Local authorities must consent, and the county authorities must consent. Then, both the candidate and the candidate’s parents must have an acceptable political background.
The candidate must come from an approved geographic area. There were still areas, where Tibetan resistance had been greatest, where local citizens were prohibited from taking a robe under any circumstance.
Finally there were two brief standards. Committee Approval, the poster said, and approval of the Public Security Bureau.
Shan stared at the poster, fighting an acrid taste on his tongue that seemed to be spreading to his belly. Beijing’s Bureau of Religious Affairs established a strict cap on the number of monks at each gompa, usually a fraction of the original population. Gompas where two thousand monks once served might have only fifty authorized by the howlers. Even when an opening arose, a candidate could take years to satisfy all the necessary approvals. Once applicants might have sat with lamas and recited scriptures learned at home or spoken of how a growing awareness of the Buddha within was calling them to put on a robe. Now for the best chance of winning a robe, an applicant should sit with a commissar and recite scripture from little red Party books.
Past the poster, on the opposite wall, was a sheet of paper whose handwritten words were almost as large as those of the poster. Never Again a Monk, it said, with five names below it, each with a date from the past two years. On the wall, in chilling proximity, hung five robes with names on labels pinned over each. Above them was another sign.
Walked Away from Buddha,
it read, and under it a quote,
Once you walk away Buddha will not embrace you again,
over the embellished signature of Chairman Khodrak. The line of pegs continued down the corridor with another dozen pegs, all empty, except for the last two, from which hung lush fox-fur caps. Past the caps, at the end of the hall, was a set of double wooden doors, one of which hung partially open.

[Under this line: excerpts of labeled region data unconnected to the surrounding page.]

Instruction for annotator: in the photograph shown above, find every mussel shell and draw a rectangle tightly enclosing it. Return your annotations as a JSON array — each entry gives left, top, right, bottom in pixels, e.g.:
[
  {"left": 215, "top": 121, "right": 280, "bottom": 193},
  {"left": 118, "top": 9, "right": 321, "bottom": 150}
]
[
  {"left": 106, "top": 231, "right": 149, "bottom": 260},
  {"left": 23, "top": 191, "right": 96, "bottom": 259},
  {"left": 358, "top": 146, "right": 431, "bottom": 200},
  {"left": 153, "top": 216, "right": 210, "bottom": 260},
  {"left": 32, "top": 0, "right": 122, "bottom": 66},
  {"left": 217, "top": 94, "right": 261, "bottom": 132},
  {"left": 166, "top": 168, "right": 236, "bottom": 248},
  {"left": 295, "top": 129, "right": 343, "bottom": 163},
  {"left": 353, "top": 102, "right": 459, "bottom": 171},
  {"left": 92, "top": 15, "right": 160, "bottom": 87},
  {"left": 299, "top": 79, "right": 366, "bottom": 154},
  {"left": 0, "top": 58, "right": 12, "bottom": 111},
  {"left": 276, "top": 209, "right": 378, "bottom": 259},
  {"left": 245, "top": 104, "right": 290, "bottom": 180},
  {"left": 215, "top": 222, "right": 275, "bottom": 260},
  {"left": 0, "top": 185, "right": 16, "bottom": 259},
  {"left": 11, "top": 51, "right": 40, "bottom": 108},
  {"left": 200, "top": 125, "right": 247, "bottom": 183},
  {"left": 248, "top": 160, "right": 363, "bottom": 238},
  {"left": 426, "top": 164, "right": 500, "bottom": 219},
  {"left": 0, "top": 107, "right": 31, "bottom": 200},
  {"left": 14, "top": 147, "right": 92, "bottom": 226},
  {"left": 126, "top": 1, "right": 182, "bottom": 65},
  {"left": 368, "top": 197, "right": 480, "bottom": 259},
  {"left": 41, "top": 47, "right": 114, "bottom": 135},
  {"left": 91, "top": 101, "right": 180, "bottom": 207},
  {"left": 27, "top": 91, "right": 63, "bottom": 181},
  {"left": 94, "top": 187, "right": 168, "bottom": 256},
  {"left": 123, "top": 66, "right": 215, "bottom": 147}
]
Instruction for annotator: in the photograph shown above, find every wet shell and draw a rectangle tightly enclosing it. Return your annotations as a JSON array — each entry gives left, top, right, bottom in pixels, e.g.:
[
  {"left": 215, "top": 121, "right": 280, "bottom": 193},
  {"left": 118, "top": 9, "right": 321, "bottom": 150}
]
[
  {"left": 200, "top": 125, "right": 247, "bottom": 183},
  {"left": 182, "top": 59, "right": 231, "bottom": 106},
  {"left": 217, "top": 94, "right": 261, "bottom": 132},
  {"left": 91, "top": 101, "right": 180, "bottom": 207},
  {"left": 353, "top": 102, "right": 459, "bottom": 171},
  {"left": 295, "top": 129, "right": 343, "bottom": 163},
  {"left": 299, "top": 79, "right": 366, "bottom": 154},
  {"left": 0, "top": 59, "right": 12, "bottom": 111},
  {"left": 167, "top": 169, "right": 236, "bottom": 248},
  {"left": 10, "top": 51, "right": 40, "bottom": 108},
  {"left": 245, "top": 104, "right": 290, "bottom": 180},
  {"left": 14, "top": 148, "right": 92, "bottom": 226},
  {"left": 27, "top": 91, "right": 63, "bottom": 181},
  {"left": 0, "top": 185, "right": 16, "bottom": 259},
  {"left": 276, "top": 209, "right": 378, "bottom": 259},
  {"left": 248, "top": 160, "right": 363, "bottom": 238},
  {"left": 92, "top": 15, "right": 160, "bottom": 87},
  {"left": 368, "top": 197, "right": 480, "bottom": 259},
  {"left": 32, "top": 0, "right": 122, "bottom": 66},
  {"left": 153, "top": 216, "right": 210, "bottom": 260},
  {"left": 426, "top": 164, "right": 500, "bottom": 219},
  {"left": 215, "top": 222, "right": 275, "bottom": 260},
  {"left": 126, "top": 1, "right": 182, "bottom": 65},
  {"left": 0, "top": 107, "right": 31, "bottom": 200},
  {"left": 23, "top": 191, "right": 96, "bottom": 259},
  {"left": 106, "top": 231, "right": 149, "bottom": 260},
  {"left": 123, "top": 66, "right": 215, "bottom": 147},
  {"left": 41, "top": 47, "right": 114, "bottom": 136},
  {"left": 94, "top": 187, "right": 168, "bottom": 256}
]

Shan heard voices and stepped toward the gap in the doors to see Nyma, Lokesh, Lhandro, and Tenzin seated in front of a heavy wooden table in rigid straight-back chairs. On the far side of the table were three much larger chairs, wooden but with padded backs, upholstered in red silk. Two of the chairs were occupied, by Khodrak and the Han with long thinning hair Shan had seen at the lake. Director Tuan of Religious Affairs, who had qualified for his job by having a prior career in Public Security. An elegant set of porcelain tea cups sat on the table, and a young monk was refilling those in front of Shan’s friends. The monk disappeared from view and a moment later the door flung open. The monk gestured Shan toward one of the empty chairs beside his friends.
“Excellent, excellent,” Khodrak said. “Take a moment with us, Comrade Shan.” Behind him, leaning against the wall, was a long ceremonial staff, a mendicant’s staff with an ornate head of finely worked white metal ending in a point. “We were expressing our gratitude and our pleasure that you will be able to join us tonight for a meal with the assembly.”
Shan stole a glance at his friends. Only Lhandro returned it, with a small, forced smile. The others stared uncertainly at the dainty, steaming cups in front of them. Shan hesitantly took a seat beside Nyma. Khodrak had learned his name. What else had he asked about?